Who owns the concepts of space and time? Artists? Philosophers? Scientists? Do we live in the space-time of Einstein without realizing it, or, as Bergson vainly argued, does Einstein, the physicist, live in the time of what Bergson called duration? Those questions, it seemed to me, were just as important for physicists, historians, and philosophers as they are for an artist like Eliasson, who has populated museums and cities around the world by publicly demonstrating, through many artful connections between science, technology, and ecology, that there are many alternatives to the visual experience of common sense. The art form—or forum—that I chose consisted of asking the three of them to conjoin their forces in presenting films and photographs to set the stage for this famous debate, with Eliasson “refereeing” the debate through his own work.
It may seem silly to ask an artist to adjudicate a debate between a philosopher and a physicist—especially a debate whose pecking order had been historically settled once and for all: the physicist speaks of the real world, and the philosopher “does not understand physics”; the artist is irrelevant here. But that was precisely the point, a point shared by Saraceno’s heterarchy: that it is now possible to complicate the hierarchy of voices and make the conversation between disciplines move ahead in a way that is more representative of the twenty-first century than of the twentieth. No discipline is the final arbiter of any other.
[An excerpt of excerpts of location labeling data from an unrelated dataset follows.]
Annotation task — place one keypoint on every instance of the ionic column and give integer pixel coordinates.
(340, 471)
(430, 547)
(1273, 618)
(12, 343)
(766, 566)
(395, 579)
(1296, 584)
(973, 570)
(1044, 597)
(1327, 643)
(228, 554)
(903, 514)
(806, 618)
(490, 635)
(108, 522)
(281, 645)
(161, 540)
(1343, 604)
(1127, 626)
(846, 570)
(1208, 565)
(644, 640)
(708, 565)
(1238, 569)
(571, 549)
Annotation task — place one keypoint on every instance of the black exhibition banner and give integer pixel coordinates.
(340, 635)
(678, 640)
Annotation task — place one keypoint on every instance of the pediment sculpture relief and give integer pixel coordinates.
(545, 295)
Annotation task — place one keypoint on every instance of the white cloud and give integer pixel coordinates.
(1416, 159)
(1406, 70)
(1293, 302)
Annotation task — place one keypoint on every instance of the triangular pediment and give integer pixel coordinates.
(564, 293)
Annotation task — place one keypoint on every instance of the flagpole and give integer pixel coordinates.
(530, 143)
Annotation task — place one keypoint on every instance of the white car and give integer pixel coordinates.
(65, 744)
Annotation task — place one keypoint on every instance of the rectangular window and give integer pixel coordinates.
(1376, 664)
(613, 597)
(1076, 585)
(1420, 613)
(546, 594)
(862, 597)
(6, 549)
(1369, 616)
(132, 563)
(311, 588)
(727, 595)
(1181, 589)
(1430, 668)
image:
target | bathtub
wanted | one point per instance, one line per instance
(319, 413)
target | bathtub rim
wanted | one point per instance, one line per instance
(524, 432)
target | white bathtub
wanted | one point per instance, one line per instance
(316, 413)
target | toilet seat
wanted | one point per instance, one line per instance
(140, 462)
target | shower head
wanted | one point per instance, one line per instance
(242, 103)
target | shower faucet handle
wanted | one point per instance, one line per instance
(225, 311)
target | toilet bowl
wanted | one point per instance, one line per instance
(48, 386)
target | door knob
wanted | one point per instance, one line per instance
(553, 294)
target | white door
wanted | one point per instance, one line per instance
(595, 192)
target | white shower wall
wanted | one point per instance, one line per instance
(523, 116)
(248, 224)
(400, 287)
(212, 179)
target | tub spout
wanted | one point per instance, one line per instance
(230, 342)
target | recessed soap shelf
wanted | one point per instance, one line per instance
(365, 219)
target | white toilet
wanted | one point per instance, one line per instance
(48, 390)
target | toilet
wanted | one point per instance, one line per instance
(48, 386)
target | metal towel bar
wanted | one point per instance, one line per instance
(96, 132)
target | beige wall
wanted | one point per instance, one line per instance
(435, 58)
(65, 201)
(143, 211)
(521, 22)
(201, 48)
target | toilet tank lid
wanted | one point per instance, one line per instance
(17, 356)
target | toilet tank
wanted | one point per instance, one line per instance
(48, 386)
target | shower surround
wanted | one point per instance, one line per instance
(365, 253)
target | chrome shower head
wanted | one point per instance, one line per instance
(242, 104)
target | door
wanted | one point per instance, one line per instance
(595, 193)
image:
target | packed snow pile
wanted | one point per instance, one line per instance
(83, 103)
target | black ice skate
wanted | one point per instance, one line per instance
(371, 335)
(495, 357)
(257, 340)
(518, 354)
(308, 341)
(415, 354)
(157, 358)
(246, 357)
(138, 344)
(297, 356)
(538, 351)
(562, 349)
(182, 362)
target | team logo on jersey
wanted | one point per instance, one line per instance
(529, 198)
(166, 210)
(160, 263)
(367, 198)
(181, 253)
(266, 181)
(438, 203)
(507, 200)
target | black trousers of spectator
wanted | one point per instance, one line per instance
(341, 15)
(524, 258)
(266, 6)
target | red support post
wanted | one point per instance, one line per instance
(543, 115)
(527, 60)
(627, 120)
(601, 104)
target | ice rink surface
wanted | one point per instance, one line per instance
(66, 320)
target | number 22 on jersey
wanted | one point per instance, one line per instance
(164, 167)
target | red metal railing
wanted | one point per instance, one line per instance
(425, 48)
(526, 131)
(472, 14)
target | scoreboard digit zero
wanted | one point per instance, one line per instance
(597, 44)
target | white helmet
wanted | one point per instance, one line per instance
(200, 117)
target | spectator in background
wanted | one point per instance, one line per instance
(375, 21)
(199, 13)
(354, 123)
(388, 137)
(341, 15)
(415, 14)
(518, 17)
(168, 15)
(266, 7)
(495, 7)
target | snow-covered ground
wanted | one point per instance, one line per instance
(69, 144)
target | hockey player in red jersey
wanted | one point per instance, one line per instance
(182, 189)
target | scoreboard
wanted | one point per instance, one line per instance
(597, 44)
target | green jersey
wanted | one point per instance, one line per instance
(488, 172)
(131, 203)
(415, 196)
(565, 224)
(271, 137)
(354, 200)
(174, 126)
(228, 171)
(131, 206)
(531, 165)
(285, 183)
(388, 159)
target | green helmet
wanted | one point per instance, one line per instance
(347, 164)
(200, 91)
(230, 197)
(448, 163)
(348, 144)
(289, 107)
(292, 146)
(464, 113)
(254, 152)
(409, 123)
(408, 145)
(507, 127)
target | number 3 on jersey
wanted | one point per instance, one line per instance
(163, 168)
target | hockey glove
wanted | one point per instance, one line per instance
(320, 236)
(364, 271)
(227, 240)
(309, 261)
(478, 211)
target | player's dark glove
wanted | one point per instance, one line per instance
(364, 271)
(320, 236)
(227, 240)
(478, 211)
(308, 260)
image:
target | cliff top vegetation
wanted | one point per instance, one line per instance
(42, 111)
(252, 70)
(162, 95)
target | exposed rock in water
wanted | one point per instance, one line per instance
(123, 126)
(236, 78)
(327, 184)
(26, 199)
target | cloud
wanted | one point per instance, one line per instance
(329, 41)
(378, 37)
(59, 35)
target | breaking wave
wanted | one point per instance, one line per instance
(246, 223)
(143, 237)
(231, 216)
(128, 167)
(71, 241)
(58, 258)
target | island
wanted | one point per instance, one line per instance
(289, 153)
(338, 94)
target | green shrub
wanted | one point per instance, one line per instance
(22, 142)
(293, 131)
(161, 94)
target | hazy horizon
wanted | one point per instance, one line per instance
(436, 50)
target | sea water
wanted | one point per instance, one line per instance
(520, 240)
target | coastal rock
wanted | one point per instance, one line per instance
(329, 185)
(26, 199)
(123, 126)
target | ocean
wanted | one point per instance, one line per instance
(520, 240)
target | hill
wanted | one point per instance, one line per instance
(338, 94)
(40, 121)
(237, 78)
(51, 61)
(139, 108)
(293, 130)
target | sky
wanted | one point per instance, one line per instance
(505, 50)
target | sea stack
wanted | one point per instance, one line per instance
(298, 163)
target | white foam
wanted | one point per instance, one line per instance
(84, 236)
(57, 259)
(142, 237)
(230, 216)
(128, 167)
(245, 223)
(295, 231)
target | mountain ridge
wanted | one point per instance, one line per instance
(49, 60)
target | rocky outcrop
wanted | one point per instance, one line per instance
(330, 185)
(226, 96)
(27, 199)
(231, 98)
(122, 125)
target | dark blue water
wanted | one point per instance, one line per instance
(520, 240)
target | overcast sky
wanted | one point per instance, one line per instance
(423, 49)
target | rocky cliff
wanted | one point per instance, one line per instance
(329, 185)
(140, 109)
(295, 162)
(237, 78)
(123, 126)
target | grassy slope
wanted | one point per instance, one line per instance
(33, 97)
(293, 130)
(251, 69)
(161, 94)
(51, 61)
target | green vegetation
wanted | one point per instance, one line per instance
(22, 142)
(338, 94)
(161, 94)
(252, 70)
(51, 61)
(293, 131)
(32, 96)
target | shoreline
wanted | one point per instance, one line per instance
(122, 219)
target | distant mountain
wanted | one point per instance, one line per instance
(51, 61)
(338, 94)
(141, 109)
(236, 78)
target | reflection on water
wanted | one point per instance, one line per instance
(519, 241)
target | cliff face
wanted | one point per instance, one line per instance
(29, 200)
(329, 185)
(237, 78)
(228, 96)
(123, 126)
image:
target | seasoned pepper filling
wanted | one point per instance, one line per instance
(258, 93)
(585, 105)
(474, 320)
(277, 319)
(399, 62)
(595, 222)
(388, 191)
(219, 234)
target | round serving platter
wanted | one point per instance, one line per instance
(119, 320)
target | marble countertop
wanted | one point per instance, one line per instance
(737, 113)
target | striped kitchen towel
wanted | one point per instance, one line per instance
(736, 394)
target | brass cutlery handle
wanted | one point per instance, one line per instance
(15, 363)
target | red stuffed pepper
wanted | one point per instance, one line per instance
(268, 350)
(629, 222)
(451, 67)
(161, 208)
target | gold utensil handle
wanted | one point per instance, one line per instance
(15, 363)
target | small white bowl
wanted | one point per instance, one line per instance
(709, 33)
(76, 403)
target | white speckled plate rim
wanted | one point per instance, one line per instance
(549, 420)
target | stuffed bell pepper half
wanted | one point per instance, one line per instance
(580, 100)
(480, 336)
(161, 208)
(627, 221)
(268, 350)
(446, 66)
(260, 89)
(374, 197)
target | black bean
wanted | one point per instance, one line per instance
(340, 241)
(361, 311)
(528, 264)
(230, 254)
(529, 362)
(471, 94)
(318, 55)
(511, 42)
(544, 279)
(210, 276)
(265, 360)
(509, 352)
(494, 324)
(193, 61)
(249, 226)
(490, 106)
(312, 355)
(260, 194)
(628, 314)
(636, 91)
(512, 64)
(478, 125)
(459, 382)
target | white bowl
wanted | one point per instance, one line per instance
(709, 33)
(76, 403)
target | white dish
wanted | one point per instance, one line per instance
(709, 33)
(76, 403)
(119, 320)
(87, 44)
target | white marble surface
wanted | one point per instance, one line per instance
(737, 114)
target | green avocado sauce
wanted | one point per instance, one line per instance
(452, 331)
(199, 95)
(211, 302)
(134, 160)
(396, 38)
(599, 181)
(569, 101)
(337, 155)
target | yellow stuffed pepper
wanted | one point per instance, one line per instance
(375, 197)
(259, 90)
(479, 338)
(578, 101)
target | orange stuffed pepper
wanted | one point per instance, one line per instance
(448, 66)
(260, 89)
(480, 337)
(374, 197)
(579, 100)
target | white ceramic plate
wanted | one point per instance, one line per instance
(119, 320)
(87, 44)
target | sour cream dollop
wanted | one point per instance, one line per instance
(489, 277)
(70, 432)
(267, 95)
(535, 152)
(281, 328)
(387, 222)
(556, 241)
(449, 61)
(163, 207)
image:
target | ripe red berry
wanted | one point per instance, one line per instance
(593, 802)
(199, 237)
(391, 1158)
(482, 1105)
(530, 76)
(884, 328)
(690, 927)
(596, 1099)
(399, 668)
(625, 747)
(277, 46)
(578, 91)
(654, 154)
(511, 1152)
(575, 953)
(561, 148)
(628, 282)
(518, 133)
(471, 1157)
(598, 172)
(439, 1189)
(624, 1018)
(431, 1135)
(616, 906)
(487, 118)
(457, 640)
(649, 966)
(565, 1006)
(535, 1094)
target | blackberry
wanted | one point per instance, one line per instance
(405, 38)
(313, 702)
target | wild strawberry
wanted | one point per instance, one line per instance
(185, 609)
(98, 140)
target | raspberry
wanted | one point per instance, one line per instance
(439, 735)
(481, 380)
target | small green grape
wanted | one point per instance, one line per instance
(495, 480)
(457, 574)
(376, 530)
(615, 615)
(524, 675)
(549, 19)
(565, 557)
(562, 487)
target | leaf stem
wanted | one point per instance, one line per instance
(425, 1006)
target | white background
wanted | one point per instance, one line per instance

That is exactly what Elie During did in a brilliant piece of philosophical fiction in which he entirely rewrote the 1922 dialogue as if Einstein had actually paid attention to what Bergson had told him. In the end, Zweistein—that is, the Einstein of 2010—was not, of course, convinced (that would have been a falsification, and no longer a fiction), but he had to admit that there might be more philosophy in his physics than he had claimed in 1922. Where Einstein had won, Zweistein had to settle for a draw.8 So now we have a more balanced situation: the space and time in which we live—experientially, phenomenologically—might not be a mere mistake of our subjective self, but might have some relevance for what the world is really like. Instead of accepting the divide between physics and philosophy, this reenactment was a means of answering Alfred North Whitehead’s famous question: “When red is found in nature, what else is found there also?” Likewise, is it possible to imagine a world where scientific knowledge is able to add to the world instead of dismissing the experience of being in the world?